# Is a one way ticket an issue?



## GW75 (Feb 26, 2011)

Hi all,

I've been in Abu Dhabi for 3 weks and in the process of getting my residency visa. It's taking a while as a Government Department is my sponsor and apparently 4-6 weeks is normal.

I'm looking to fly my wife over in the next 2 weeks on a one way ticket so I can start the process of getting her residency visa with me as the sponsor (as soon as mine is done).

Will she be able to fly from Australia on a one way ticket before my visa is sorted? I had to show the check in staff at Etihad a letter from my employer with the job offer before I could fly on a one way ticket.

Thanks in advance for any help.


----------



## 4drsupra (Sep 1, 2010)

^^^this is a hot and miss situation...I have had people come in with a one way ticket on a visit visa with no issues and have had some given all kinds of issues so I wouldnt recommend comming down with a one way ticket visa unless maybe you can somehow proove that a sponsorship residence visa is being worked on but at the end I would suggest no don't do it...


----------



## Pete79 (Jun 25, 2011)

A return ticket is usually only a fraction more than a return ticket.

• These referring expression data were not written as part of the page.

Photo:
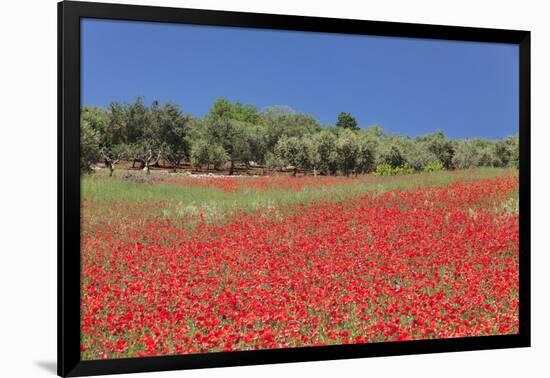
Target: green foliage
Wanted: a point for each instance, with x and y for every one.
(466, 155)
(434, 167)
(347, 121)
(348, 151)
(89, 146)
(278, 137)
(204, 153)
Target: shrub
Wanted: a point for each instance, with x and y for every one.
(434, 167)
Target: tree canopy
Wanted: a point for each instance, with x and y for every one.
(232, 134)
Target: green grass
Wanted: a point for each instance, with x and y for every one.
(173, 201)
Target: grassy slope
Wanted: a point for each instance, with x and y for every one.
(107, 197)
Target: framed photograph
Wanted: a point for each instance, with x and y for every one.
(240, 188)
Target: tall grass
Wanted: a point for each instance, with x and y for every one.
(171, 199)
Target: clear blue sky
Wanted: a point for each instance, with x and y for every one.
(407, 86)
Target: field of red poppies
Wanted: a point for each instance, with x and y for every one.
(188, 265)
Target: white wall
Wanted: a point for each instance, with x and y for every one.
(28, 188)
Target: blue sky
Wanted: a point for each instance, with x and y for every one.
(407, 86)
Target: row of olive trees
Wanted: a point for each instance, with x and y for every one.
(278, 137)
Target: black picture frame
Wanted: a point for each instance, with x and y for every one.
(69, 15)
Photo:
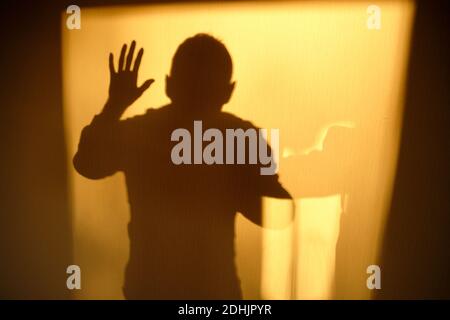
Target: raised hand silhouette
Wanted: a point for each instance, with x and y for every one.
(123, 89)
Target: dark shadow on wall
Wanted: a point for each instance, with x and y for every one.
(35, 220)
(416, 258)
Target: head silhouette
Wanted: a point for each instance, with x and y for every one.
(200, 75)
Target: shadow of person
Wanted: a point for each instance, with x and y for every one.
(182, 216)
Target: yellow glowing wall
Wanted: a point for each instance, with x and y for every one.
(312, 69)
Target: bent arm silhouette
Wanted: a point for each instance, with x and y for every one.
(103, 143)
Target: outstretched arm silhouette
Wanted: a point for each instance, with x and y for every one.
(105, 143)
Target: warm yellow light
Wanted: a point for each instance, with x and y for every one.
(300, 67)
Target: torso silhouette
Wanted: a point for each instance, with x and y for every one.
(182, 216)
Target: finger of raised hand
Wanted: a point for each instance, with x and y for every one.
(111, 64)
(130, 56)
(122, 57)
(137, 63)
(145, 86)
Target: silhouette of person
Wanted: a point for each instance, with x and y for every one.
(182, 216)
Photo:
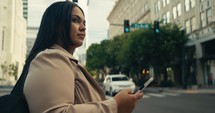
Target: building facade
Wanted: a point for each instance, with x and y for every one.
(12, 40)
(196, 17)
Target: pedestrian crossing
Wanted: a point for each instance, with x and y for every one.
(158, 95)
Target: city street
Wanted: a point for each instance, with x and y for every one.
(183, 103)
(171, 101)
(187, 101)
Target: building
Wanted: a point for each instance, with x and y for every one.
(25, 9)
(12, 40)
(196, 17)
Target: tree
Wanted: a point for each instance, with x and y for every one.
(4, 68)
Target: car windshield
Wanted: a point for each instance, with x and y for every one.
(119, 79)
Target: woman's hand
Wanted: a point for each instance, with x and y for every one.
(126, 100)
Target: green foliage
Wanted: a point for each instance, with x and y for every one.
(132, 52)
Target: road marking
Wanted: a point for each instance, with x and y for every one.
(156, 95)
(170, 94)
(146, 96)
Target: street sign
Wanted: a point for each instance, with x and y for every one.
(143, 25)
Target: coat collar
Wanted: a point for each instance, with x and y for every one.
(65, 52)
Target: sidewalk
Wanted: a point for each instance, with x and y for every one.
(180, 90)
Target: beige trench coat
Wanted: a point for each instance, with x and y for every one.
(56, 83)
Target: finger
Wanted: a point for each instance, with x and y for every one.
(139, 94)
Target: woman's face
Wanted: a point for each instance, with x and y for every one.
(77, 31)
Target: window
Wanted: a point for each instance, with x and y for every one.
(187, 25)
(208, 16)
(179, 9)
(164, 3)
(187, 5)
(2, 40)
(156, 8)
(159, 5)
(174, 12)
(168, 17)
(192, 3)
(193, 24)
(202, 20)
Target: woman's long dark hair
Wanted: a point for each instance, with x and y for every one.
(55, 24)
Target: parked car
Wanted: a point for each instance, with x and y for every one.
(114, 83)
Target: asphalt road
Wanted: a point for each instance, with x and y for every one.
(179, 103)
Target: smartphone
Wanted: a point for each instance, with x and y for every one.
(146, 84)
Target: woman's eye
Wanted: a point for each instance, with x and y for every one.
(75, 20)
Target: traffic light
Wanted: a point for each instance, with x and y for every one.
(156, 26)
(126, 26)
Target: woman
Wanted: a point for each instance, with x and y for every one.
(56, 82)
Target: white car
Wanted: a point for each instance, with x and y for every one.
(114, 83)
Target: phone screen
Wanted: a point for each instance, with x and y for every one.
(146, 84)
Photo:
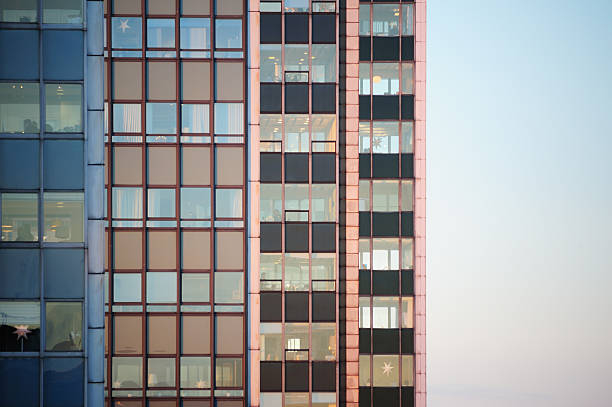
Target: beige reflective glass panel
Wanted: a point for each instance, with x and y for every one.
(127, 165)
(229, 7)
(127, 247)
(229, 80)
(161, 165)
(160, 81)
(196, 80)
(126, 6)
(195, 335)
(162, 334)
(162, 250)
(229, 166)
(229, 333)
(195, 7)
(230, 249)
(128, 334)
(196, 166)
(161, 7)
(127, 80)
(196, 250)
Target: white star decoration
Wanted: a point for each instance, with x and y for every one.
(124, 26)
(387, 369)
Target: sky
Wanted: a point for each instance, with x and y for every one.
(519, 150)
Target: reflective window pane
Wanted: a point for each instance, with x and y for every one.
(64, 216)
(19, 108)
(19, 217)
(64, 326)
(64, 108)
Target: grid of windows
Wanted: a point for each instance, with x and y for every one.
(175, 176)
(386, 204)
(298, 203)
(42, 204)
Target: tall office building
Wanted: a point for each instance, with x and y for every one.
(264, 204)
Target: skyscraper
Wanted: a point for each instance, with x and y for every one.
(263, 214)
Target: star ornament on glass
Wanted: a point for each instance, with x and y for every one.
(22, 331)
(387, 369)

Why risk it, get the return and if you don't use the return part then it doesn't matter.


----------



## GW75 (Feb 26, 2011)

Pete79 said:


> A return ticket is usually only a fraction more than a return ticket. Why risk it, get the return and if you don't use the return part then it doesn't matter.


Fair enough, but $700 is the difference in price. Money I'd rather have than throwing it away. I'll risk it and hopefully not regret it.


----------



## Jynxgirl (Nov 27, 2009)

She most likely wont even be asked but if she is, all she need to do is state she is coming for a holiday with family and doesnt have a return date as doesnt know if they will be going to another destination. They will probly wave her on through though. I have yet to have anyone actually bother asking me much of anything as would interrupt their conversation they are having on their bluetooth.


----------



## mgb (Sep 6, 2008)

It might be an idea to take a letter from you, and maybe even one from your employer, explaining the situation.

I nearly wasn't allowed on my flight out of the UK as I had a one way ticket and no letter from my hubby. I did have a "pink slip" waiting for me at AD airport and they eventually let me on the plane once I convinced them of this!


----------